Jesus, broken, sinful people are masters of division. I confess that I look for ways in which I believe I am better than others. Forgive me for comparing and judging. Allow me to be a reflection of the welcome of the gospel. Amen.
“They will put you out of the synagogues. Indeed, the hour is coming when whoever kills you will think he is offering service to God.”-John 16:2
Often, the greatest resistance to the good news comes from church people. In John 16:2, Jesus warned his disciples about the religious leaders, not the pagans. It was the Jews who would cry out for his death. Why? Because the gospel is counter-cultural. Its message confronts religious and non-religious people alike. People cannot accept the message that tells them they can do nothing for their own salvation. But the Bible is clear that salvation is entirely because of his grace.
When we proclaim Jesus’s true message—that because God is gracious, all are welcome into his kingdom—we will be unpopular with some people. That is what Jesus says. When we invite pornographers, criminals, liberal (or conservative) politicians, and alcoholics, we are also inviting criticism from those who want to keep living under a system of good people and bad people.
Jesus, I want to courageously proclaim your true message, which is a message of welcome. Embolden me, for I am afraid. Let your Spirit enliven me with your message of grace.

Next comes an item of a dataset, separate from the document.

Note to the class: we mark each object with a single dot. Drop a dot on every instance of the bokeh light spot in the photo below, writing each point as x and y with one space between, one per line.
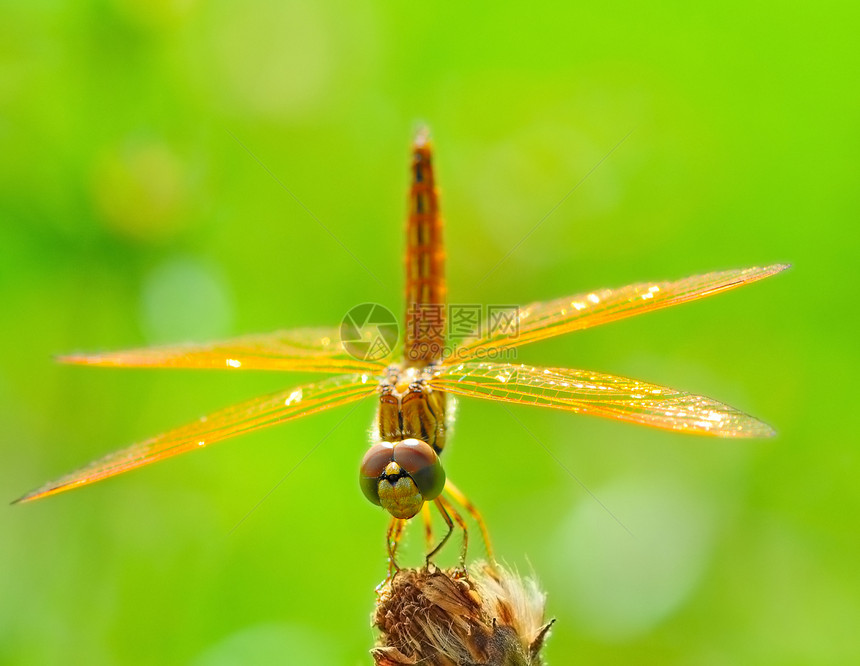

Amen.
“I have said all these things to you to keep you from falling away.”-John 16:1
Have you ever felt like you were hanging on by a thread, thinking “I don’t know if I’m going to make it?” As you have walked the road with Jesus, have you wondered how you could keep going or doubted whether he even cared?
Jesus was clear that life’s road would not be easy. He wasn’t inviting the disciples to live for themselves by pursuing material comforts. Instead he called them to live in the way of the cross, which is the way of service, sacrifice, and self-denial.
When you are hated for following Jesus, remember that he too was hated. When life is so painful that you can barely breathe, know that as Jesus hung on the cross, every breath he took was excruciating. Loving through pain is uncomfortable, but as you live in that reality, let it stir your thirst for the one who will one day restore all things to wholeness.
Jesus, one day when all is revealed in glory, all earthly pain shall cease. You call me into marvelous light, yet for now, I am left stumbling in the darkness. Help me to always see your beacon of hope. Amen.